Meet Carrie

This is my (our) friend Carrie, known here as E’s mom because she likes to be anonymous but hey, guess what, I’m telling everyone that your name is Carrie. So suck it. Carrie is also known as Mexico. Also, she is straight gangsta.
I met Carrie about 13 years ago when she was bossing me around and making me cry at my first job with Blockbuster Music. It was Carrie who introduced me to my beloved wife, Janie, shortly after I started working with her. Janie and Carrie have been friends for over 20 years and it hasn’t always been pretty. So I hear. A few years ago, when Janie and I first started dating, the three of us had a time out, or what we like to call “Intermission.” There were a good couple of years where we did not speak, but we’re back together now and it’s like the most verbally abusive and sexually suggestive relationship I’ve ever had, except for that other one.
Carrie is a generous and loyal friend to most everyone unless you are stupid or ugly or dumb or me. I’ll be honest. Carrie is one of the worst people I’ve ever met. She’s terrible and awful and drunk and terrible. I guess that’s why we hang out – like minds and all. We’re both pretty sorry excuses for human beings, except for me.
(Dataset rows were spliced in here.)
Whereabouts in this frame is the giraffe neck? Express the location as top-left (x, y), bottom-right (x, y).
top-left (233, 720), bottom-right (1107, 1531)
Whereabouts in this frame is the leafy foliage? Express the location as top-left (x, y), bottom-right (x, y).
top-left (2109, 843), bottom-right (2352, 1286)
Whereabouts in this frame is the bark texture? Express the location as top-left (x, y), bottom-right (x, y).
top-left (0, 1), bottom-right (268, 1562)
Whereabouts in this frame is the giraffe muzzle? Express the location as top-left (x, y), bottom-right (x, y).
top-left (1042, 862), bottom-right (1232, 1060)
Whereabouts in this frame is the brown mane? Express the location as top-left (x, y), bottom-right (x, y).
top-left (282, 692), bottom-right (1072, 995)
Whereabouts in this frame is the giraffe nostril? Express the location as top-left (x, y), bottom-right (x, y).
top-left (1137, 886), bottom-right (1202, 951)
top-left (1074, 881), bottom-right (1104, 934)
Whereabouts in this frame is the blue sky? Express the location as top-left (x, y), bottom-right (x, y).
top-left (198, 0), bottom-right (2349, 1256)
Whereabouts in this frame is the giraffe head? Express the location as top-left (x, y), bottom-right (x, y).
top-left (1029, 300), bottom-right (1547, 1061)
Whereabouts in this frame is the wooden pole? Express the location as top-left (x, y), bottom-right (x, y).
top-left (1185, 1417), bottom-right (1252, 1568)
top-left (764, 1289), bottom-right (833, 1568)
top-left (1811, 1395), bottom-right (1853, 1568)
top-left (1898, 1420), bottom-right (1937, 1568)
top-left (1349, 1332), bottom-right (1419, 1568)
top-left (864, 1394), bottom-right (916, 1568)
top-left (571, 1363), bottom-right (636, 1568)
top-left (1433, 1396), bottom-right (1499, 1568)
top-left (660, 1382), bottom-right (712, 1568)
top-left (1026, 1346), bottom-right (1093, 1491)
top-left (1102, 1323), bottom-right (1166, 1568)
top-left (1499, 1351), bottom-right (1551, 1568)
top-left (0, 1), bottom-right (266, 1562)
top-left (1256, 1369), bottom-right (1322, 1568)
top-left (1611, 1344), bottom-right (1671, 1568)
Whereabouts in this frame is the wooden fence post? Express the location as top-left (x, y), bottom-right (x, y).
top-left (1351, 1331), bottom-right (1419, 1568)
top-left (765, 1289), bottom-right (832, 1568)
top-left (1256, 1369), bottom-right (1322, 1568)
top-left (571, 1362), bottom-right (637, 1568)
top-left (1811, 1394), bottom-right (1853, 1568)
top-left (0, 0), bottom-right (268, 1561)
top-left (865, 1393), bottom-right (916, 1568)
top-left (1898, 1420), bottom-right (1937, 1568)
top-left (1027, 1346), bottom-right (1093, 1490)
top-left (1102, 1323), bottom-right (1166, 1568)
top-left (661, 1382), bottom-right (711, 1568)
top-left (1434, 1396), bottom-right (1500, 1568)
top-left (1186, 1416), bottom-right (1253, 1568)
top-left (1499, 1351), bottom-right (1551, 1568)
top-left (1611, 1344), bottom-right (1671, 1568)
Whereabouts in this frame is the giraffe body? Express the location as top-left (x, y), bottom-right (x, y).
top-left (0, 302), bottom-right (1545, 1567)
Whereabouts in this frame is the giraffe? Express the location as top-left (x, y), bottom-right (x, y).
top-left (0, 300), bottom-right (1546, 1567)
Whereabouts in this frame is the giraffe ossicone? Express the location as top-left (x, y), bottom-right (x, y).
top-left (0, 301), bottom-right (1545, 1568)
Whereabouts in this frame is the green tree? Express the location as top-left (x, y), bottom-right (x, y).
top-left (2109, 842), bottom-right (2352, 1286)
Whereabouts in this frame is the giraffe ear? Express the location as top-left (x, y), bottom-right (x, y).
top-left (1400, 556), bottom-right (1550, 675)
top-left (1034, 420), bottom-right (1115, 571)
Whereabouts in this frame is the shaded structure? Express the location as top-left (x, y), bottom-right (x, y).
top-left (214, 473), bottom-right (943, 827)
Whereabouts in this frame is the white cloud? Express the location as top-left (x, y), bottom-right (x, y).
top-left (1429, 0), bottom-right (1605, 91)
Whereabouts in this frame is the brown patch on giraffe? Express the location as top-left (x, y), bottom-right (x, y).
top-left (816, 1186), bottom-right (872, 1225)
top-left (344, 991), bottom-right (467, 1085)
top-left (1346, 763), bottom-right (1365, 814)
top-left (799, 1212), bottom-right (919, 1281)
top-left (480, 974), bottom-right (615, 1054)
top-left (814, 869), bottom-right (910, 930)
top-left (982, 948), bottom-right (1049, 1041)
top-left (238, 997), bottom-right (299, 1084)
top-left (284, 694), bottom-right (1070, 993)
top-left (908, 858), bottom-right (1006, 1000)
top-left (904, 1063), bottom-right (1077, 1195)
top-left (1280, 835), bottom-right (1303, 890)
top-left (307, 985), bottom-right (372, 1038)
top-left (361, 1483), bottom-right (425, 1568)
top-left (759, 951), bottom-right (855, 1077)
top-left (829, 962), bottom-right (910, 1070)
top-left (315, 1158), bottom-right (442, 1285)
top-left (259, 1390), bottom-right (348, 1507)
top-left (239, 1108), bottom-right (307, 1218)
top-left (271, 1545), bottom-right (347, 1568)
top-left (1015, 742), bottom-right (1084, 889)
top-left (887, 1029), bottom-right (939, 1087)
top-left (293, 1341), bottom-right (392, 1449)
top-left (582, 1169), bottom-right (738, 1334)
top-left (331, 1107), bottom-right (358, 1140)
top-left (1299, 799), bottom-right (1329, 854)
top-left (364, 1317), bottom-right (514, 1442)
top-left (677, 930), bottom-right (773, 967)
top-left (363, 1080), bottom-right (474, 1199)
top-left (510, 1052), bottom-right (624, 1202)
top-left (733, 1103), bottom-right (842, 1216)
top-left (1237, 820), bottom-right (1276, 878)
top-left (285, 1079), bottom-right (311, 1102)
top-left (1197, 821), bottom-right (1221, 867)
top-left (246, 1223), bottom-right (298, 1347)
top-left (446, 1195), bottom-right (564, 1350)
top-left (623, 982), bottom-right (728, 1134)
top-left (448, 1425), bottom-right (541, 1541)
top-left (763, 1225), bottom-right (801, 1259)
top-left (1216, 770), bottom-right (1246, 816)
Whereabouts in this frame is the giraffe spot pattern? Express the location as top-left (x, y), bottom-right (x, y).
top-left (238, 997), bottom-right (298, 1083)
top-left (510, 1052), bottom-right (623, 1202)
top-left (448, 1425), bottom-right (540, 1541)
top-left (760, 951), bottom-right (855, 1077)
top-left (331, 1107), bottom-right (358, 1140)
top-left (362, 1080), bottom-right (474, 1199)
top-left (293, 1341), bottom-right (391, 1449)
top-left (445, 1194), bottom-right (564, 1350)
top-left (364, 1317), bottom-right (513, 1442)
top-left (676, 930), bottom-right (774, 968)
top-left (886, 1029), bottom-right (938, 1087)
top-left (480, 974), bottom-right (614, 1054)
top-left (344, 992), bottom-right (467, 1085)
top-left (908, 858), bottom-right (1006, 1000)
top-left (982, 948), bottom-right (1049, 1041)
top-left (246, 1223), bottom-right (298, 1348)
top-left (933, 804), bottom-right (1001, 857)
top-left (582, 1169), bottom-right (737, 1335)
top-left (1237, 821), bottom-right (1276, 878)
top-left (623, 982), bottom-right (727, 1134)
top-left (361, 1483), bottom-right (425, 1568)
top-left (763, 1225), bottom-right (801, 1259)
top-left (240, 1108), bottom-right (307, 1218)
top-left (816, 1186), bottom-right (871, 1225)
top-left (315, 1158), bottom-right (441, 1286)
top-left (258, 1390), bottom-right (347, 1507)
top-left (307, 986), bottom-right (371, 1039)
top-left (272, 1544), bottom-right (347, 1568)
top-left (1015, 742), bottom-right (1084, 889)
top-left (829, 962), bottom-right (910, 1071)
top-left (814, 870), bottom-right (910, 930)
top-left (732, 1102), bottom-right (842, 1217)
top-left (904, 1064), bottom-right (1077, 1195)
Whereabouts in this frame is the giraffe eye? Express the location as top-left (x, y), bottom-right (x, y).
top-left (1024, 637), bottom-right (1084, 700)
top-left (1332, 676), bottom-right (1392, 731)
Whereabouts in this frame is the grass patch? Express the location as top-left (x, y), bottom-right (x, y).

Carrie is the best sort of friend to have because she’s so easily taken advantage of. In her eagerness to please she’ll make no complaints about coming over to clean our house, make us dinner, do yard work, do more yard work, clean the house some more and then oh, yeah, get out there and do more yard work The garden isn’t going to weed itself, bitch. We take full advantage of it because cheap labor is hard to find and if there is one thing I can say for sure about our good friend Carrie, it’s that she’s cheap. And drunk. And an asshole. And that I love her. Sometimes. On Monday afternoons from 1pm – 1:15pm.

You might think, Oh Linsey. Be serious. Say something nice about her. Well, I’m sorry. I don’t have anything nice to say. I’ve been trying to shake her for years. She is like a piece of rice that gets on your finger and it’s sticks there and you flick it off, but it gets stuck on your other finger, and you’re shaking your finger and you’re flicking it off and maybe you think it finally flew into the sink but then 45 minutes later you’re looking in the mirror and it’s stuck to your face. That’s Carrie. She is nothing nice.
Okay. Fine. She has lovely teeth.
Also, she’s funny. And maybe 12% of the time she is funnier than I am and that makes me sad.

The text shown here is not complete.